Congenital Syphilis

The manifestations of congenital syphilis are variable and include asymptomatic disease, spontaneous abortion, intrauterine growth restriction, neonatal disease, and neonatal death.

The fetus is usually infected transplacentally, and congenital infection rarely occurs before the fourth month of gestation. Congenital infection is most likely to be acquired in the setting of maternal early syphilis; however, it has been documented at any stage of syphilis. Some of the classic features of neonatal disease include rhinitis (snuffles), which typically occurs early in the course of the disease, as well as rash, hepatitis, splenomegaly, and perichondritis or periostitis. Untreated neonates who survive neonatal syphilis enter a latent period. The perichondritis and periostitis can lead to deformities of the nose (saddle nose) and of the metaphyses of the lower extremities (saber shin).
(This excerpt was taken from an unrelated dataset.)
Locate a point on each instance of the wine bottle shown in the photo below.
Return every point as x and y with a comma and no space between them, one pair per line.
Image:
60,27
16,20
Other late manifestations of congenital syphilis include peg-shaped central incisors (Hutchinson’s teeth), frontal bossing, and recurrent arthropathy (Figure 60-9).

Prevention and early detection of congenital syphilis depend on routine screening of pregnant women for syphilis. All pregnant women should be screened at the first prenatal visit. Women who are at high risk for syphilis infection should be screened again in the third trimester and at delivery (see diagnostic approach).